= Cotts baronets =

Baronetage in the United Kingdom

The Cotts Baronetcy, of Coldharbour Wood in the parish of Rogate in the County of Sussex, is a title in the Baronetage of the United Kingdom. It was created on 15 June 1921 for Sir William Cotts, KBE. He was head of Mitchell Cotts and Co, of London, and of allied companies, merchants, colliery proprietors and steamship owners, and also briefly represented Western Isles in the House of Commons as a National Liberal.

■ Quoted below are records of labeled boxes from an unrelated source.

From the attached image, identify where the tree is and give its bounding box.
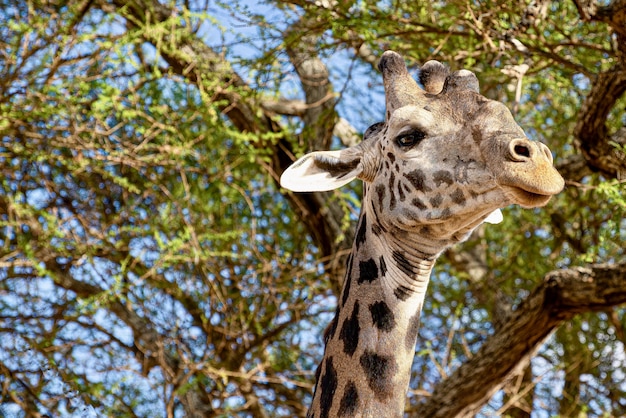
[0,0,626,417]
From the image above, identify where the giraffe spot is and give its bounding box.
[404,169,431,192]
[324,306,339,344]
[389,173,396,210]
[339,301,361,356]
[376,184,385,208]
[430,193,443,208]
[433,170,454,187]
[341,254,354,307]
[372,205,387,232]
[393,285,411,300]
[398,182,406,202]
[391,251,415,276]
[320,357,337,418]
[450,189,467,206]
[404,312,422,351]
[411,197,426,210]
[354,213,367,250]
[359,350,397,400]
[338,380,359,417]
[369,301,396,332]
[378,255,387,277]
[358,258,378,284]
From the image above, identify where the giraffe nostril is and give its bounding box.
[513,145,530,158]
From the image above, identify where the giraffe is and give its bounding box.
[281,51,564,418]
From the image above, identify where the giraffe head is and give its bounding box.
[281,51,564,243]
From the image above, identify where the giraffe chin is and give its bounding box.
[504,186,552,209]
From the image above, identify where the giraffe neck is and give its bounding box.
[308,209,442,418]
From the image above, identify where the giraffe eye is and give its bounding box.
[396,131,426,148]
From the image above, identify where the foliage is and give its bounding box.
[0,0,626,417]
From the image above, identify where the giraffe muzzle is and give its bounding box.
[497,138,565,208]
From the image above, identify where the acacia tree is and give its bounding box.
[0,0,626,417]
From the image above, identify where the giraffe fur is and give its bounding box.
[281,51,564,418]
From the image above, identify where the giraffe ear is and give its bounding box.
[280,147,363,192]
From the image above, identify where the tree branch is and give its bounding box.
[419,263,626,418]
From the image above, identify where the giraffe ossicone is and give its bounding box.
[281,51,564,418]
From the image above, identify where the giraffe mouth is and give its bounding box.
[504,186,552,208]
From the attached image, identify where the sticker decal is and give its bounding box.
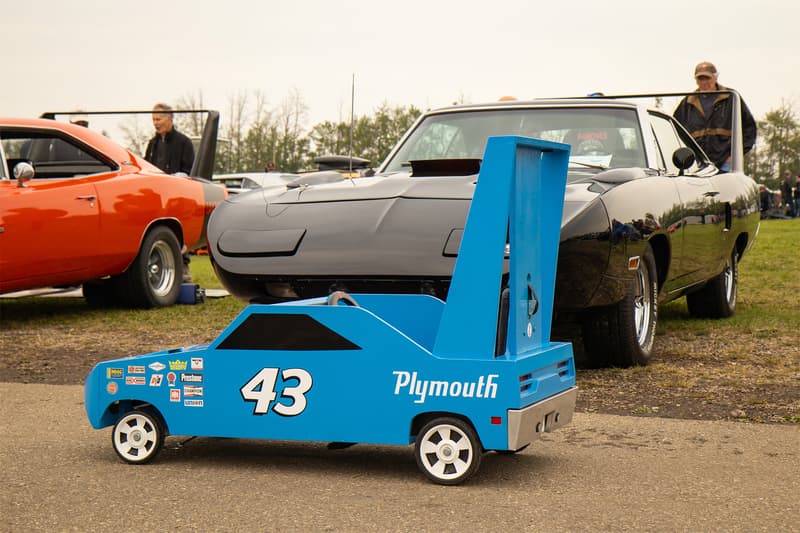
[183,385,203,397]
[169,359,187,370]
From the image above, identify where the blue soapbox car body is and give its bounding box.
[85,137,577,485]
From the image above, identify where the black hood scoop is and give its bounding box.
[409,159,481,178]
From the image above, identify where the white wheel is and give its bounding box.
[415,418,482,485]
[111,411,164,464]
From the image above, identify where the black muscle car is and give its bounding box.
[208,94,759,366]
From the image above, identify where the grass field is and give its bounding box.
[0,219,800,424]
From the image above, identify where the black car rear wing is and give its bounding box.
[40,109,219,180]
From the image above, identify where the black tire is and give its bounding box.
[119,226,183,308]
[582,244,658,368]
[686,249,739,318]
[111,410,164,464]
[414,417,483,485]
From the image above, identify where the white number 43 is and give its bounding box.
[240,368,313,416]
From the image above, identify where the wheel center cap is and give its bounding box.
[436,441,456,463]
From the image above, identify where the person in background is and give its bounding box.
[144,103,194,176]
[144,103,194,283]
[780,170,797,218]
[794,172,800,217]
[758,185,772,218]
[673,61,757,172]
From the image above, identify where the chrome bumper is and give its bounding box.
[508,387,578,450]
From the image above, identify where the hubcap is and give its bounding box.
[420,424,474,480]
[114,414,158,461]
[147,241,175,296]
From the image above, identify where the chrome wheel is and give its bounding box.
[416,418,481,485]
[147,241,176,297]
[111,411,164,463]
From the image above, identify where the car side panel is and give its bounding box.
[0,179,100,292]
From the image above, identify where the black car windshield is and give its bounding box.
[383,107,646,179]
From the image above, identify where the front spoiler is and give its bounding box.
[508,387,578,450]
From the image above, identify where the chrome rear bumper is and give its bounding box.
[508,387,578,450]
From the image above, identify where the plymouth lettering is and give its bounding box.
[392,370,499,403]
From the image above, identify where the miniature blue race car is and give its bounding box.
[85,137,577,485]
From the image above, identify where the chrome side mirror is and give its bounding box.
[14,161,36,187]
[672,146,694,176]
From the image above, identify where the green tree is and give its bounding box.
[746,101,800,188]
[308,104,420,166]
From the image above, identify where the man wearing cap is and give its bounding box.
[673,61,756,172]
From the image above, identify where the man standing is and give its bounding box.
[673,61,756,172]
[780,170,797,218]
[144,103,194,175]
[144,103,194,283]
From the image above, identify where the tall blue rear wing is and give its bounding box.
[434,136,570,359]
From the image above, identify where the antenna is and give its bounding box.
[347,72,356,179]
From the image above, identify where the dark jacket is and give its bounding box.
[144,128,194,174]
[673,84,756,167]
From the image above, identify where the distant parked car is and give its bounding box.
[209,95,759,366]
[0,112,225,308]
[211,172,297,194]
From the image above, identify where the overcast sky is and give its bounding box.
[0,0,800,142]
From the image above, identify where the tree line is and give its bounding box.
[122,90,800,184]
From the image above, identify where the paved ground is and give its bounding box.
[0,383,800,532]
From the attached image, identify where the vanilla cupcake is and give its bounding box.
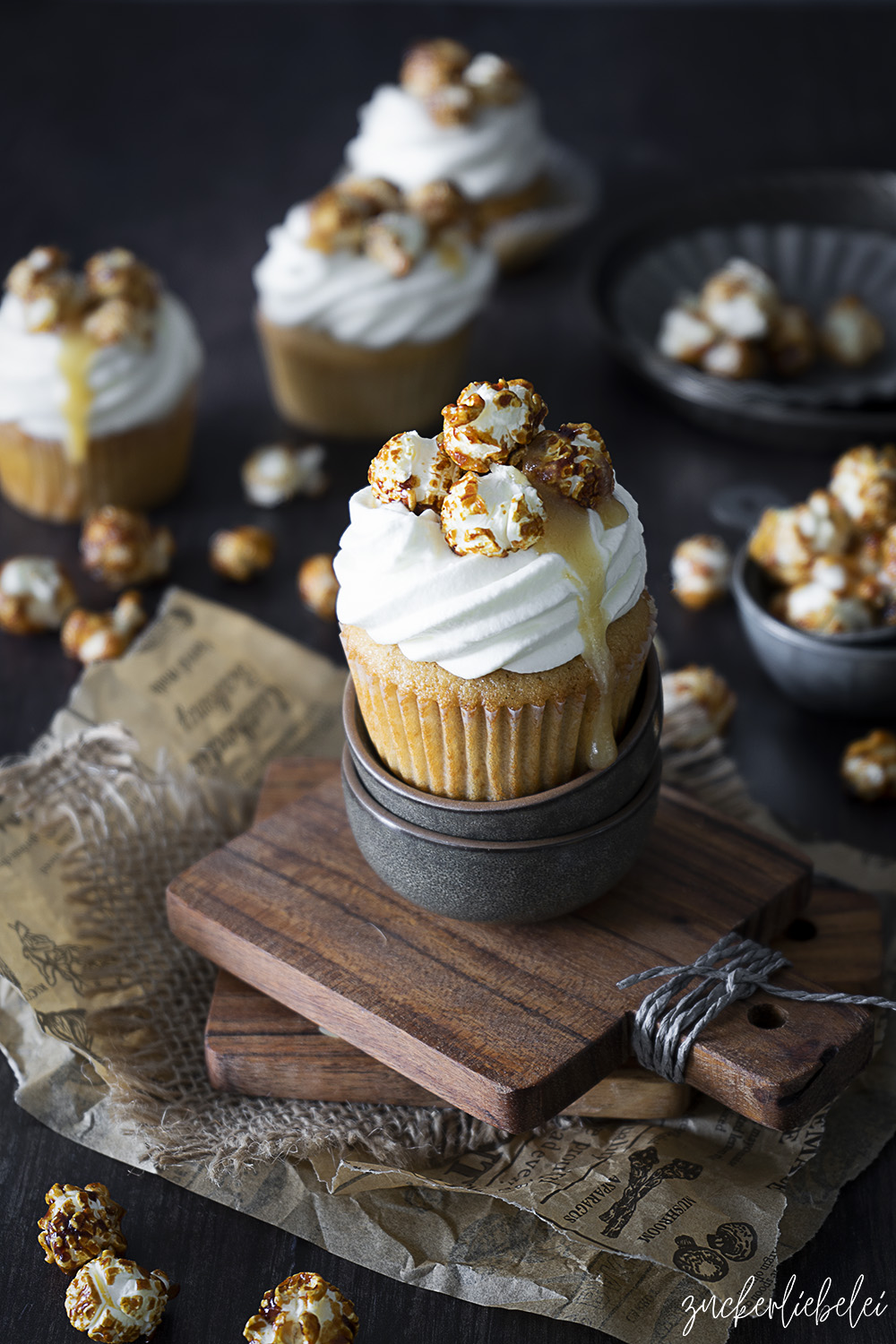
[345,38,595,268]
[254,179,495,437]
[0,247,202,523]
[334,379,654,800]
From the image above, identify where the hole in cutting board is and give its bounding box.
[747,1004,788,1031]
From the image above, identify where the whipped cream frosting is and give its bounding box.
[345,85,551,201]
[0,295,202,441]
[333,486,648,679]
[253,203,495,349]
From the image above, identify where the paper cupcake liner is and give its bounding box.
[256,314,469,438]
[613,223,896,406]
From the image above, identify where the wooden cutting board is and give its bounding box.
[205,757,883,1120]
[168,763,872,1131]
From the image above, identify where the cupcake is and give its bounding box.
[345,38,594,268]
[0,247,202,523]
[254,179,495,438]
[334,379,654,801]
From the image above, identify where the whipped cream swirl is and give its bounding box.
[0,295,202,441]
[253,203,495,349]
[345,85,551,201]
[333,486,648,679]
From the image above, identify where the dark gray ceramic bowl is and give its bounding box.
[342,746,661,924]
[732,546,896,719]
[342,650,662,840]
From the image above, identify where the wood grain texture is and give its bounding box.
[168,765,871,1131]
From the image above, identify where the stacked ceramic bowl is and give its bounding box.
[342,652,662,922]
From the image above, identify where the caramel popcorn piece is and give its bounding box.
[700,257,780,341]
[38,1182,127,1274]
[243,1274,358,1344]
[60,589,146,666]
[366,430,461,513]
[208,526,275,583]
[240,444,329,508]
[670,534,731,612]
[442,467,546,556]
[0,556,78,634]
[662,663,737,747]
[65,1250,178,1344]
[840,728,896,803]
[296,554,339,621]
[442,378,548,472]
[829,444,896,532]
[513,424,616,510]
[81,504,175,589]
[820,295,887,368]
[399,38,470,99]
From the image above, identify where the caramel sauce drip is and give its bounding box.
[59,331,97,462]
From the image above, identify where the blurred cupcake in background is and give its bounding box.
[0,247,202,523]
[254,179,495,438]
[345,38,595,269]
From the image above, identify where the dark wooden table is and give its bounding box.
[0,3,896,1344]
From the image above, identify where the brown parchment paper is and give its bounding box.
[0,589,896,1344]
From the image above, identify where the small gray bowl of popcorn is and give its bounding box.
[734,445,896,717]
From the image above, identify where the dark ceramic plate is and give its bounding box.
[594,172,896,452]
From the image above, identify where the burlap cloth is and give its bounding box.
[0,589,896,1344]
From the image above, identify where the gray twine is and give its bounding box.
[616,933,896,1083]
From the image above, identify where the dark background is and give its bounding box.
[0,3,896,1344]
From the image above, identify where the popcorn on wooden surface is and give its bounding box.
[81,504,176,589]
[208,524,275,583]
[38,1182,127,1274]
[670,534,731,610]
[296,554,339,621]
[243,1274,358,1344]
[65,1250,178,1344]
[0,556,78,634]
[62,589,146,666]
[840,728,896,803]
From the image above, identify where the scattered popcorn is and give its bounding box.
[672,534,731,612]
[243,1274,358,1344]
[840,728,896,803]
[0,556,78,634]
[60,589,146,666]
[820,295,887,368]
[662,663,737,747]
[38,1182,127,1274]
[366,430,461,513]
[442,467,546,556]
[442,378,548,472]
[296,556,339,621]
[81,504,175,589]
[65,1250,178,1344]
[513,424,616,508]
[240,444,329,508]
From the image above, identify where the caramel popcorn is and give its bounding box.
[831,444,896,532]
[243,1274,358,1344]
[513,424,616,508]
[208,526,274,583]
[820,295,887,368]
[38,1182,127,1274]
[0,556,78,634]
[240,444,329,508]
[65,1250,178,1344]
[81,504,175,589]
[442,467,546,556]
[60,589,146,666]
[840,728,896,803]
[672,534,731,610]
[366,430,461,513]
[296,554,339,621]
[442,378,548,472]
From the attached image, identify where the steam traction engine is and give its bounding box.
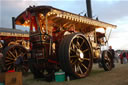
[0,28,29,72]
[16,6,116,78]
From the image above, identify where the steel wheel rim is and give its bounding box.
[5,46,26,70]
[69,35,92,77]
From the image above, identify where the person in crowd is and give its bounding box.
[109,46,115,68]
[114,52,119,63]
[120,51,128,64]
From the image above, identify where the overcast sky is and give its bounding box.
[0,0,128,50]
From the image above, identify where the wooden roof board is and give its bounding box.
[16,6,116,28]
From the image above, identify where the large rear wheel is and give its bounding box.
[59,33,93,78]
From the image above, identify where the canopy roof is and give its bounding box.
[16,6,116,30]
[0,28,29,37]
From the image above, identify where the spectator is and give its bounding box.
[109,46,115,67]
[114,52,119,63]
[120,51,128,64]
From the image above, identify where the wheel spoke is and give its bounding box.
[70,55,77,58]
[83,58,90,61]
[8,51,16,58]
[15,49,18,57]
[78,65,83,74]
[6,57,14,60]
[71,60,77,65]
[6,62,14,65]
[76,41,80,49]
[80,40,85,48]
[83,49,89,53]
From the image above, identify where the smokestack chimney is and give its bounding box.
[12,17,16,29]
[86,0,92,18]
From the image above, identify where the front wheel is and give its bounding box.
[59,33,92,78]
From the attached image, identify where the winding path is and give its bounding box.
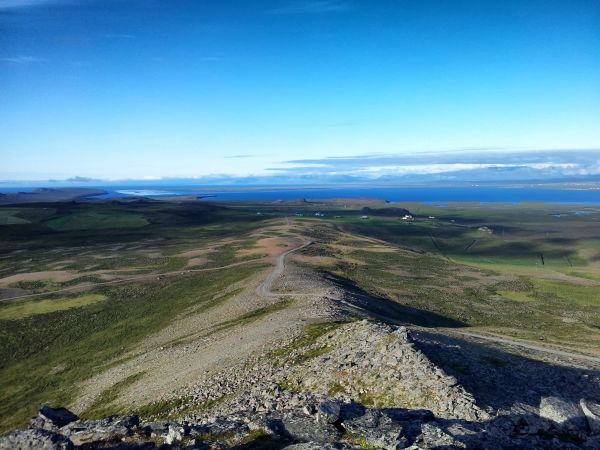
[257,241,312,297]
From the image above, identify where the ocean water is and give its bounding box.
[85,186,600,204]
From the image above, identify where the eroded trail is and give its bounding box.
[257,241,312,297]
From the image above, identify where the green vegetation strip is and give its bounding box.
[0,266,264,432]
[0,294,106,320]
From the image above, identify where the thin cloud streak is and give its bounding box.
[266,0,352,15]
[0,56,45,65]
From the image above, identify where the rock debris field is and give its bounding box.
[0,320,600,449]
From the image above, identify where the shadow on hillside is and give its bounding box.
[411,331,600,412]
[323,273,466,328]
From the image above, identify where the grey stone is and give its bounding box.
[317,402,340,423]
[61,416,138,445]
[579,398,600,434]
[38,406,79,428]
[540,397,588,431]
[282,415,342,443]
[284,442,361,450]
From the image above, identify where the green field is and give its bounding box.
[0,201,600,431]
[48,211,148,231]
[0,294,106,320]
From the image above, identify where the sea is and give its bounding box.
[44,186,600,204]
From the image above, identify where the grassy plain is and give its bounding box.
[0,202,268,431]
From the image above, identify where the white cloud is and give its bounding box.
[0,56,45,64]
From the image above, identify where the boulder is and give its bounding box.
[342,409,407,450]
[38,406,79,428]
[579,398,600,434]
[284,442,362,450]
[540,397,588,432]
[61,416,139,445]
[0,429,73,450]
[317,402,340,423]
[282,415,342,443]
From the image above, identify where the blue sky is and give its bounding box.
[0,0,600,180]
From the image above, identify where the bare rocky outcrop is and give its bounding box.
[0,321,600,450]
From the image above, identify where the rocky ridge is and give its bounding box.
[0,320,600,449]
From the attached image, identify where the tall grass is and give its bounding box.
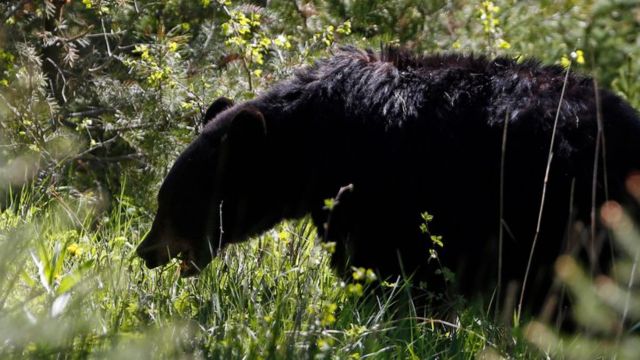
[0,181,533,359]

The second Baronet assumed by deed poll the additional surname of Mitchell in 1932. He was an actor, writer, journalist, and publisher.

==Cotts baronets, of Coldharbour Wood (1921)==
- Sir William Dingwall Mitchell Cotts, KBE, 1st Baronet (1871–1932)
- Sir (William) Campbell Mitchell-Cotts, 2nd Baronet (1902–1964)
- Sir Robert Crichton Mitchell Cotts, 3rd Baronet (1903–1995)
- Sir Richard Crichton Mitchell Cotts, 4th Baronet (born 1946)

The heir presumptive is the present holder's brother Hamish William Anthony Mitchell Cotts (born 1951). The heir presumptive's heir apparent is his son Campion Louis Gerard Mitchell Cotts (born 2000).